The heavy rainstorms of two weeks ago caused an estimated $150 million in damage to public and government infrastructure in Santa Barbara County, said Kelly Hubbard, director of the Office of Emergency Management.
That total includes $83 million of debris removal costs, Hubbard said during her report to the Board of Supervisors at Tuesday’s meeting in Santa Maria.
The agricultural industry has faced an estimated $35 million worth of damages, she added.
Local, state and federal disaster declarations have made residents, business owners, the agricultural industry, and public agencies eligible to apply for disaster assistance and reimbursement.
Santa Barbara County has hosted a few days of local assistance centers and those have served about 300 households so far.
Hubbard said the county’s goal is to set up a disaster recovery center and local assistance centers in North County and South County that will be a “one stop shop” for residents to find resources available such as rebuilding and permitting, SBA loans, Federal Emergency Management Agency (FEMA) assistance and state assistance.
The county also has Disaster Survivor Assistance Teams who are visiting the homes of those whose properties may have faced damage from the storms and helping people register for the FEMA assistance.
Hubbard said residents should register with FEMA if they have faced any type of storm damages such as slope failures or road impacts to property such as private roads, houses, structures, or agriculture.
“I know there’s some concern or questions about, oh, my structure wasn’t impacted or I didn’t have significant damages,” Hubbard said. “If you had damages to your property, don’t exclude yourself. Apply.

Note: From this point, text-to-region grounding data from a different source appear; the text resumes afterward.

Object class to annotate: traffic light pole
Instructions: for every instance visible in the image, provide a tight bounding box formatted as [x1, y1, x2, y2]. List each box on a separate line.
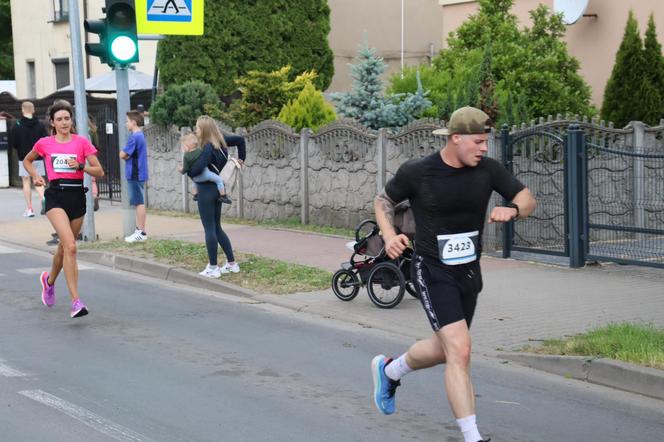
[68, 0, 95, 242]
[116, 67, 135, 237]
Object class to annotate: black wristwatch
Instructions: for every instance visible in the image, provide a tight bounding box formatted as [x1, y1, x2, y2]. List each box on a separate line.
[78, 163, 85, 171]
[504, 202, 520, 219]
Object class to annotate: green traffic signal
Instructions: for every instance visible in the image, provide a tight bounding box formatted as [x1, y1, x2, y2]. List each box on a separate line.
[84, 1, 139, 67]
[106, 0, 139, 65]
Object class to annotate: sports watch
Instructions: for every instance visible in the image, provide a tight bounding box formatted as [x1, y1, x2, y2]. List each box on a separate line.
[77, 162, 85, 171]
[504, 202, 520, 220]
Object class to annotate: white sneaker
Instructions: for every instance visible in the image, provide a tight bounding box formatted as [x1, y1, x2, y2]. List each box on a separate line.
[219, 262, 240, 274]
[199, 264, 221, 278]
[124, 229, 147, 243]
[23, 209, 35, 218]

Let us help you figure out if you qualify for any of these programs.”
Hubbard said residents with damage who have insurance should still call FEMA in addition to their private insurance to see what compensation or reimbursement they qualify for.
Public Works-related infrastructure has sustained about $90 million in damage, Director Scott McGolpin said.

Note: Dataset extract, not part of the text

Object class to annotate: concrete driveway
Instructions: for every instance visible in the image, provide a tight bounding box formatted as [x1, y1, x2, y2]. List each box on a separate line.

He told the Board of Supervisors it will cost approximately $50 million to remove mud, rocks, trees and other debris from debris basins along creeks on the South Coast.
Almost all the basins below recent wildfire burn scars — with the exception of the large Santa Monica basin — were completely full, he said.

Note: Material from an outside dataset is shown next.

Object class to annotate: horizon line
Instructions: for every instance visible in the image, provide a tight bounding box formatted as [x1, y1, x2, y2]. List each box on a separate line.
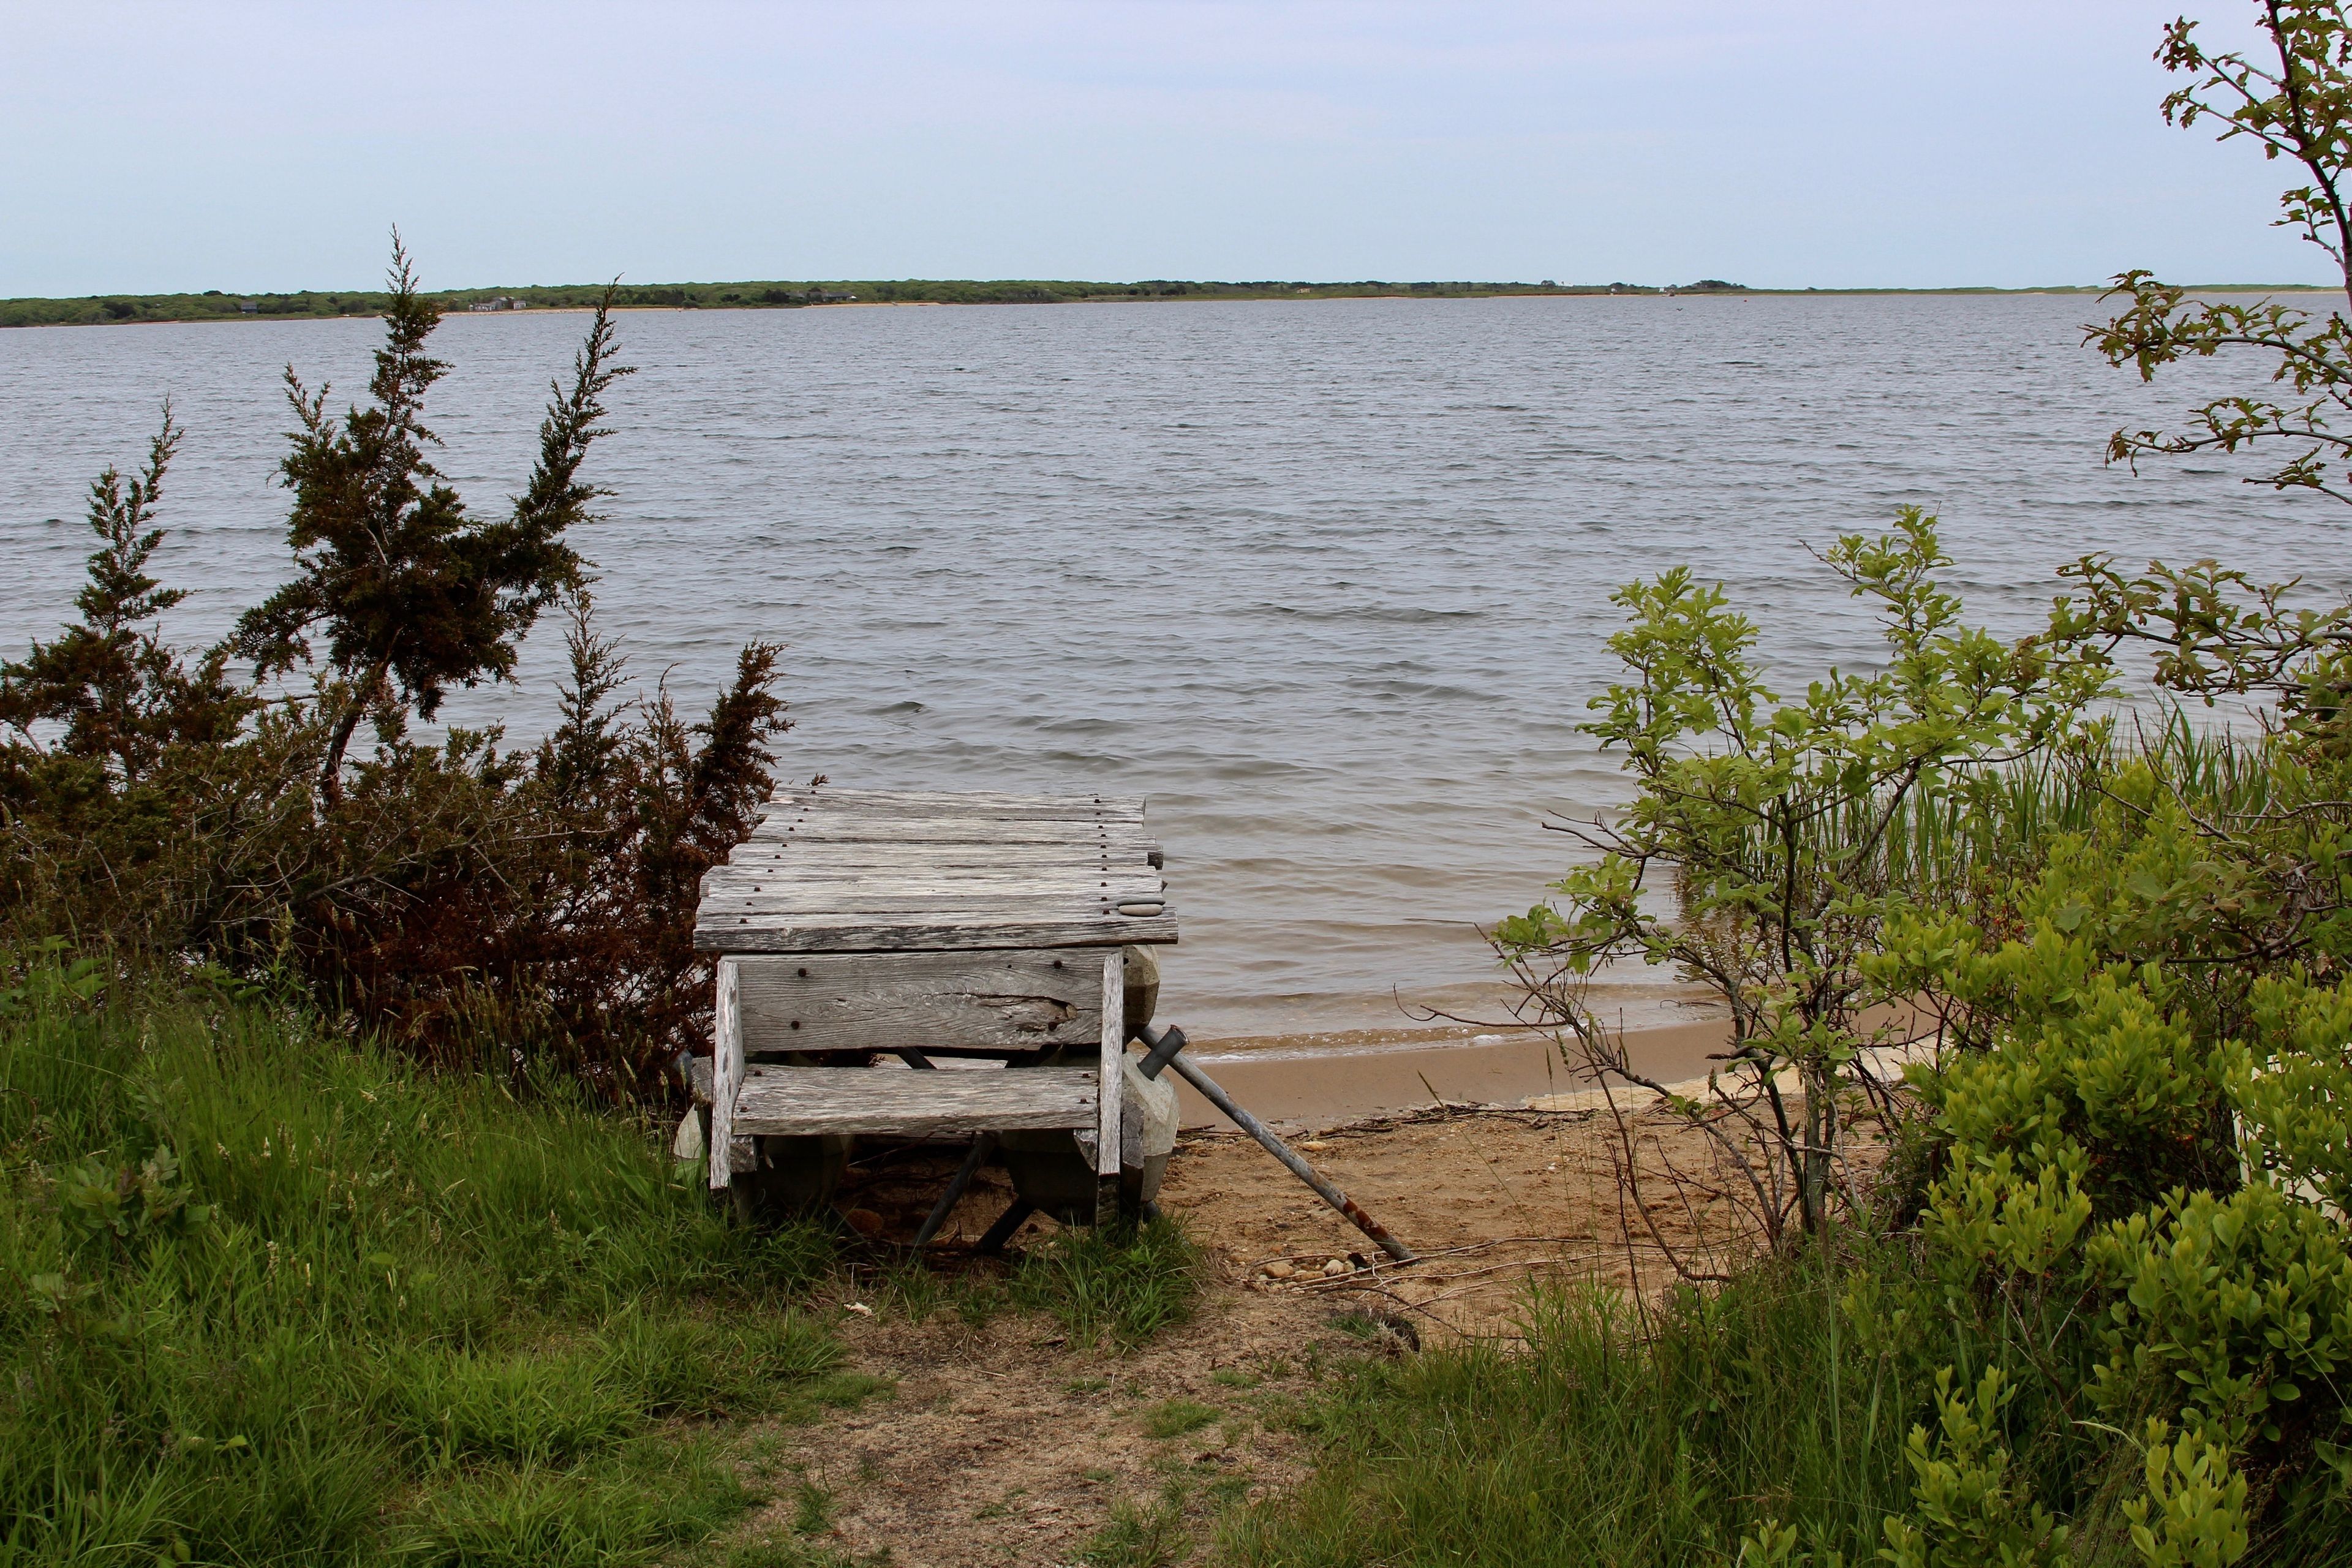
[6, 276, 2342, 329]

McGlopin said the county has been focused on getting all the roads open, with the first priority of ensuring emergency access and resident access to all communities.
Some of the major roads that were impacted were Union Valley Parkway and Tepusquet Canyon in the Santa Maria Valley; Miguelito Canyon Road in the Lompoc Valley; Jalama Road which is the access road to the county park and campground; Refugio Road on the Gaviota Coast; Gibraltar Road near Santa Barbara, and East Mountain Drive in Montecito, he said.
Lake Cachuma rose approximately 53 feet during the storm and could spill by the end of the month, something that hasn’t happened in more than a decade.
“The silver lining, if you will,” McGlopin said.